Vipin Agarwal received a M.S. degree from the Indian Institute of Science in 2004. In 2009, he obtained a Ph.D. under the supervision of Prof Bernd Reif, located at FMP Berlin, in Biophysics with specialization in solid-state NMR spectroscopy. Subsequently, he did two postdocs, first, in the group of Professor Arno Kentgens at Radboud University Nijmegen from 2009 to 2011 and second in the group of Prof. Beat Meier and Prof. Matthias Ernst at ETH Zurich from 2011 to 2015. Since 2015, Vipin has been an independent group leader at the Tata Institute of Fundamental Research in Hyderabad, India, and specializes in solid-state NMR methods and applications to biomolecules.
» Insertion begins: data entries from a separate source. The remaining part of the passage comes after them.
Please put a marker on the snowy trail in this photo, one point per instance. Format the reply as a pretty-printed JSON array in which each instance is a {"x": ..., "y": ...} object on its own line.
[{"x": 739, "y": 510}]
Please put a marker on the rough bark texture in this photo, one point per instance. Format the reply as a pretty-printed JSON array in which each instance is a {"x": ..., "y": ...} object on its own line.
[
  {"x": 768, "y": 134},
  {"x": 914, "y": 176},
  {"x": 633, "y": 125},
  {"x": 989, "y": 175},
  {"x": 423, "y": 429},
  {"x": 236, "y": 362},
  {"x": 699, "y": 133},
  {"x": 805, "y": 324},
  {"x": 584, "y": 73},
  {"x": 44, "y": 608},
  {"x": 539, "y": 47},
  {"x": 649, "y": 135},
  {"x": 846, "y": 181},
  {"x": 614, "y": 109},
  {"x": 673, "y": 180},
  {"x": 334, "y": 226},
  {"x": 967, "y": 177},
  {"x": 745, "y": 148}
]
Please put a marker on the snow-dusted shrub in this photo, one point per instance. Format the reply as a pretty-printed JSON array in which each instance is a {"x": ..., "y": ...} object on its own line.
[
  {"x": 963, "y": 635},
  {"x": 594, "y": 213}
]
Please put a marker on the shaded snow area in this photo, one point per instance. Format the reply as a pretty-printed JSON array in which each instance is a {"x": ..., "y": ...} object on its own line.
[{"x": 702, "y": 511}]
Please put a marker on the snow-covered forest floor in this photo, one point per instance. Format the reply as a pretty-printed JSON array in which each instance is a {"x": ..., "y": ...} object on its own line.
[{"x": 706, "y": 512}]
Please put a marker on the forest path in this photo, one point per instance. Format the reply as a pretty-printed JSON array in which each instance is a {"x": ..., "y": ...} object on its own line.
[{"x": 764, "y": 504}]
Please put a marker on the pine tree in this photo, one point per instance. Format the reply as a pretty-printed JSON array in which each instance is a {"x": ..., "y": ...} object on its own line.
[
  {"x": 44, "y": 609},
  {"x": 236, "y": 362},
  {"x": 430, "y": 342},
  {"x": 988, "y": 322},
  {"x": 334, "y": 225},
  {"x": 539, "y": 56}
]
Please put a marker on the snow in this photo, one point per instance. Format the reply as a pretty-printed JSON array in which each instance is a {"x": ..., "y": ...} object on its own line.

Yongchao Su is a Principal Scientist in Analytical Research and Development at Merck & Co, Inc., project lead on biological drug products, and scientific supervisor of Materials and Biophysical Characterization NMR for the global R&D. He teaches as an Adjunct Associate Professor in the College of Pharmacy at the University of Texas at Austin and Purdue University, and Professor of Practice in School of Pharmacy at the University of Connecticut. Yongchao received his Ph.D. in Chemistry in Mei Hong Group at Iowa State University in 2011 and then a postdoctoral training in Robert G. Griffin Group at MIT until 2014. His current research aims to understand molecular mechanisms of drug discovery, delivery, and stability. He has published over 120 peer-reviewed articles and many patents on chemical and biological therapeutics. He was elected a Fellow of the Royal Society of Chemistry (FRSC) in 2022.

Ayyalusamy Ramamoorthy is the Robert W. Parry Collegiate professor of Chemistry and Biophysics, and Faculty of Macro-molecular Science and Engineering, Biomedical Engineering, and Michigan Neuroscience Institute at the University of Michigan, Ann Arbor. He joined the University of Michigan after getting his Ph.D. in Chemistry from the Indian Institute of Technology (Kanpur, India), working in the Central Leather Research Institute (Chennai, India) and JEOL Ltd (Tokyo, Japan), and completing postdoctoral training at the University of Pennsylvania, Philadelphia. His current research focuses on the structural biophysics of amyloid proteins and membrane proteins and on the development and applications of solid-state NMR spectroscopy.